Good post from Joel Oleson’s blog – I found it (and the links inside) very useful.
1) Put your Search db and on separate disks transaction logs, both the fastest most optimized disks with fast optimized spindles for writing (dedicated disks are essential)
2) Optimize your temp db: grow it, give it space, you can even split it into multiple dbs and ensure it is on the most optimized disks (dedicated disks are essential). Don’t forget to optimize the transaction logs of the temp db either!
3) Optimize the network between the servers you are indexing and the index server (GB NIC speed is preferred within a farm)

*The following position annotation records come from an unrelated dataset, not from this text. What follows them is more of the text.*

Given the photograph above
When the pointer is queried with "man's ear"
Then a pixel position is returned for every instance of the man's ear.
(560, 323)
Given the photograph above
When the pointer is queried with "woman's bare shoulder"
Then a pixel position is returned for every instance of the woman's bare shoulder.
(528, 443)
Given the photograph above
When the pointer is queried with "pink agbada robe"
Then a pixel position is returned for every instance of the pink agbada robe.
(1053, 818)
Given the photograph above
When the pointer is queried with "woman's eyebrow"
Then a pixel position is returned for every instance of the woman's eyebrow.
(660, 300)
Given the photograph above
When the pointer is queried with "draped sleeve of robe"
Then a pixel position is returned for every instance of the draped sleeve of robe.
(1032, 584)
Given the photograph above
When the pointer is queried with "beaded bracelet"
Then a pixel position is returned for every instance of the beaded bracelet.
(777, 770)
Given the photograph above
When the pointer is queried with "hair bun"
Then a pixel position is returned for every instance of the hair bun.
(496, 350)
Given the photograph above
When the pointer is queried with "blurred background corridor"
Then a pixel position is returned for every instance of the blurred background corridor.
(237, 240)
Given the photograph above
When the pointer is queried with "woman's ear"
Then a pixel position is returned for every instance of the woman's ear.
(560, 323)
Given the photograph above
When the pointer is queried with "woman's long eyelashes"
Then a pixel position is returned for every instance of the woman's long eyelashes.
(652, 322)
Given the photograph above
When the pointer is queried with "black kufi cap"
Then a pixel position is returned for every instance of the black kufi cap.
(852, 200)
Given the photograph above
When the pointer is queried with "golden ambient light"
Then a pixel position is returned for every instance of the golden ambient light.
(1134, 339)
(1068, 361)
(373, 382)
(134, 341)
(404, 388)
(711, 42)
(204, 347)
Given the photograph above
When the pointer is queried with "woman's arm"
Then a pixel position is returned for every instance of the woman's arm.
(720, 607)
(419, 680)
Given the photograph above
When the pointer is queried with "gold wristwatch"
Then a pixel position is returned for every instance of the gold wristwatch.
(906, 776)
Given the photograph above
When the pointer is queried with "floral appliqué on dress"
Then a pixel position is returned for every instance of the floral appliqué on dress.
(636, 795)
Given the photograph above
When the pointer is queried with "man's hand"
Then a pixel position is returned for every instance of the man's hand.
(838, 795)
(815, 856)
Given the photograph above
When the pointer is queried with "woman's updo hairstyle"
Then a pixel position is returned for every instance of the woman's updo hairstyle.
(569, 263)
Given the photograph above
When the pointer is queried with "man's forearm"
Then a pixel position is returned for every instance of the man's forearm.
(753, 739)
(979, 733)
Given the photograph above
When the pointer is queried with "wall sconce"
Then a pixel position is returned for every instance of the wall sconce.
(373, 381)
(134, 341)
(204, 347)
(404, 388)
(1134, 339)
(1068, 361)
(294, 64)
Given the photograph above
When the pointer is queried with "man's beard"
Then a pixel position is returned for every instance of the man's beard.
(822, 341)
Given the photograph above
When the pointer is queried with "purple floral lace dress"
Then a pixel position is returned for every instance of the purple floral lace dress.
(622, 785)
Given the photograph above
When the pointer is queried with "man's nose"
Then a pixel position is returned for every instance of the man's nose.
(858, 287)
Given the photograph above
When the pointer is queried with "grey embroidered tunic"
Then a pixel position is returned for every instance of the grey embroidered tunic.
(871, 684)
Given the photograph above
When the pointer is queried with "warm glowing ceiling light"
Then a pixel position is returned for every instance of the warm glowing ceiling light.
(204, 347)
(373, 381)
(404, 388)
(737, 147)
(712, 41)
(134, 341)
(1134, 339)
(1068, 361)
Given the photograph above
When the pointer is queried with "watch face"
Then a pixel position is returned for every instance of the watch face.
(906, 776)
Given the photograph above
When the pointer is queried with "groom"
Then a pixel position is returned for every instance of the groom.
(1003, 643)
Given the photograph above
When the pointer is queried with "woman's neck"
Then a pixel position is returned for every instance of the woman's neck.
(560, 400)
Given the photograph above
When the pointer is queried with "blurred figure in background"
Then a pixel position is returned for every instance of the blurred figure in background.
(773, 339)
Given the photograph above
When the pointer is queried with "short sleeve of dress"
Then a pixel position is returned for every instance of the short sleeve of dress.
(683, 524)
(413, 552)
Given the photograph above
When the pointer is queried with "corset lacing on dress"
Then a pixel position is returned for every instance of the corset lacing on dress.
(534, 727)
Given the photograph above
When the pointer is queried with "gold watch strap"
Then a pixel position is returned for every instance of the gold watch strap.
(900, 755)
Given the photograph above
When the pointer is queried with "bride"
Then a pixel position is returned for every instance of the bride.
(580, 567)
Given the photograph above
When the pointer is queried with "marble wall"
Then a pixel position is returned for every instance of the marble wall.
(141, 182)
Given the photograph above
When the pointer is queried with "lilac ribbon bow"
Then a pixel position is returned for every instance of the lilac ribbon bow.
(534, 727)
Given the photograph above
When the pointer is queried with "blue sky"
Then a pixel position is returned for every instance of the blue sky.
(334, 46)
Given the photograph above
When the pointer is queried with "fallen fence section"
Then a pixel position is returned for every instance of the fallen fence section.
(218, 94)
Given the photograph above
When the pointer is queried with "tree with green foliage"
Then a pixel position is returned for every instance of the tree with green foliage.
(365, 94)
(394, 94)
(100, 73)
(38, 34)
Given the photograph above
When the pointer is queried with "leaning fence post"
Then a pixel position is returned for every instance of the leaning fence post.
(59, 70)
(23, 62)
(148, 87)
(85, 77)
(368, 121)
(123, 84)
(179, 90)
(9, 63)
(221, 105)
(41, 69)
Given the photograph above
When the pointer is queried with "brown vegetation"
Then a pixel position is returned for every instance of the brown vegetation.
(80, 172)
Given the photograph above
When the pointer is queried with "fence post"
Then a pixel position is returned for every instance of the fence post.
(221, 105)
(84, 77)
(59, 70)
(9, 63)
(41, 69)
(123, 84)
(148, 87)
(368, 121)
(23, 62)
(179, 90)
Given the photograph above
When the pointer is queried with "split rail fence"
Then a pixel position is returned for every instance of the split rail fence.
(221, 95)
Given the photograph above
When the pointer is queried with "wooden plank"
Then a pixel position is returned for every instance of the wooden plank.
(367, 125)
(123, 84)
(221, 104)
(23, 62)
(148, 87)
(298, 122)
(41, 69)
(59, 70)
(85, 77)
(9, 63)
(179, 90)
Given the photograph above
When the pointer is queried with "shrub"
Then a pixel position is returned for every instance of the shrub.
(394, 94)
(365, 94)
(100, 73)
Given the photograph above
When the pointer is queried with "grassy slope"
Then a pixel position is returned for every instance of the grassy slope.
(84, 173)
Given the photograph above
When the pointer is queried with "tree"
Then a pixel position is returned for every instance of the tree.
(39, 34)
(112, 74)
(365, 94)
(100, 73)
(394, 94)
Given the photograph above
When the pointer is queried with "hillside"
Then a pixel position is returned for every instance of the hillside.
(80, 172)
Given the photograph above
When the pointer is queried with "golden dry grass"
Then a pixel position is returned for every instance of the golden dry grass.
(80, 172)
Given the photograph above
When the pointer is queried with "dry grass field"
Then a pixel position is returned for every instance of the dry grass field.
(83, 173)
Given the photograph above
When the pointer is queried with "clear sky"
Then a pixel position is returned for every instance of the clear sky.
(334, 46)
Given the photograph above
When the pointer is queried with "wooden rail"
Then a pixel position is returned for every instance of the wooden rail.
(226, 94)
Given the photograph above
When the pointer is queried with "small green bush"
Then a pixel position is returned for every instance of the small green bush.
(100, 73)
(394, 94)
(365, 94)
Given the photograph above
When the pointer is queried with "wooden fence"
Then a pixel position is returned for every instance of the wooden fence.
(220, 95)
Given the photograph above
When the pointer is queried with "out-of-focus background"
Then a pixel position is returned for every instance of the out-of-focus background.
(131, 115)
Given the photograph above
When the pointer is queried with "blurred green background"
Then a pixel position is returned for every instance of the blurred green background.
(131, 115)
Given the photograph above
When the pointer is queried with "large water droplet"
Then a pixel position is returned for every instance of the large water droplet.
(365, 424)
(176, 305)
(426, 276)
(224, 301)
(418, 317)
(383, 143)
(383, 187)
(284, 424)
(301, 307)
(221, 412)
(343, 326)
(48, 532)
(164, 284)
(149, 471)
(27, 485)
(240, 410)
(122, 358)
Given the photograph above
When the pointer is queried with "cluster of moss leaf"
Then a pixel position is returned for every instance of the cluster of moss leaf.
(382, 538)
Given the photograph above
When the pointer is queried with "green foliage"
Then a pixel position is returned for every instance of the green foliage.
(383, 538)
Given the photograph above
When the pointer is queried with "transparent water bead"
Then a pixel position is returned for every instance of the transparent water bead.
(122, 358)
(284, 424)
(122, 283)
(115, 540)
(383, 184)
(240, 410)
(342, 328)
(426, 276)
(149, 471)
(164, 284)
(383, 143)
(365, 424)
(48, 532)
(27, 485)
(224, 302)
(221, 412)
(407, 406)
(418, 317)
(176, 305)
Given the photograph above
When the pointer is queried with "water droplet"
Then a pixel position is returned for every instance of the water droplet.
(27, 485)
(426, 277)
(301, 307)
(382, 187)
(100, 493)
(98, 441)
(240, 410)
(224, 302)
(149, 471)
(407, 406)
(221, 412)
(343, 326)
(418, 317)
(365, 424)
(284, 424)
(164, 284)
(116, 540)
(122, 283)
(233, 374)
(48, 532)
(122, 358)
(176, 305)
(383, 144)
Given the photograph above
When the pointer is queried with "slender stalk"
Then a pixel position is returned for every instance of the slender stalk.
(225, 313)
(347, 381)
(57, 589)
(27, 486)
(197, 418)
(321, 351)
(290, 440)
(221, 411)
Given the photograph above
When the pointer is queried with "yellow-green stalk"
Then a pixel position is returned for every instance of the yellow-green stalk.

4) Consider topology changes to optimize network throughput and eliminate double hops (Index server crawling a separate front end (shared by user traffic) to pull changes. Adding the WFE role to your Index server and adding applicable host files is a great way to optimize the indexing and optimize your traffic at the same time.
5) Increase the your RAM on your x64 SQL Servers (8 GB is really a good place to start, 16 GB or more is looking better and better.)
6) Defragment your databases, and applicable drives (if fragmented) and run relevant dbcc consistency checks – Refer to KB on SharePoint Safe DBCC commands
7) Increase the # of crawl threads (you’ll have to watch this, it is the easiest way to speed up your crawls, but watch the box it is “attacking” it can be heavy handed.)
8) Reduce the maximum index file size (optional)
9) Remove any unused, single threaded and poor performing ifilters
10) Reduce the amount of full indexes, run incremental crawls on a schedule where they can complete, and remove non essentials such as every 5 minute incremental jobs these will simply cause unnecessary churn.
Bonus: Install the public update or the service pack when it comes out (includes a few SharePoint Indexing related fixes).
More on disk optimization on a post I did a while back… Also there’s a great paper that just got posted on storage and performance optimization. It is a MUST READ. Performance recommendations for storage planning and monitoring.
Getting crawled and you don’t want to? Here’s a recent KB on how to configure the robots.txt in your SharePoint deployment. There is some more info in this post from the field. It is very easy to have 50% of traffic as the crawl account. Optimizing the indexing by reducing even authentication traffic is a big deal. Use accounts that are in the same domain and where the DCs are fast and local if using NTLM. Kerberos might end up being slightly faster, but does add complexity.